One of the problems is the scant number of guards when compared to the US, for example, where incarceration rates are among the highest in the world, says Wayne Pitts, a criminology professor at the University of Memphis who has studied prison conditions in Mexico, Nicaragua, Guatemala, and the Dominican Republic. It poses particular problems of control in preventive prison, where petty criminals, like the CD vendor in Santiago, are housed next to convicted drug traffickers and rapists. “Inmate-officer ratios in Latin America are a big problem,” he says.

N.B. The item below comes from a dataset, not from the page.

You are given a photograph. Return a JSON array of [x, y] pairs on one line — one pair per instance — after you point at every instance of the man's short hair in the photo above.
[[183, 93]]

That is what happened in Chile, where only four guards were patrolling the inside of the San Miguel prison, where 1,900 are housed. The Chilean Congress formed a committee this week to investigate the San Miguel fire and the president promised reform, including $460 million toward building new prisons and improving conditions. The government will “change the root, hopefully forever, of our penal system,” President Sebastian Piñera said this week.
‘We Need Alternatives to Incarceration’
His call comes as groups such as Human Rights Watch demand immediate reform to the system, in which the death rate from violence is rising, says Jose Maldonado, president of the National Penal Officers Association in Chile. Twenty guards have died on the job in the country in the past two decades, and 170 prisoners have suffered serious injuries this year.
But he is skeptical that profound change will arrive. “These 81 have revived consciousness today, but we don’t know if it’s just hype or if we’ll see a needed reform of the penal code,” says Mr. Maldonado. “We need alternatives to incarceration for crimes of negligence and less serious crimes.”
Ms. Vial agrees, but says those fighting for prison reform ultimately come up against tough-on-crime rhetoric. “The government doesn’t want to raise any questions about its public safety policies,” she says. “It’s not just an issue of resources. Not just about building more prisons or improving the ones that exist.
We also need to rationalize how we fill them. If there isn’t a policy making it possible to respond to minor crimes with alternatives to prison, it will be hard to have results.”
Even if the government does take steps, she says, it is a long road ahead. “It’s too big a ship to turn around quickly. … It can’t be solved all at once.”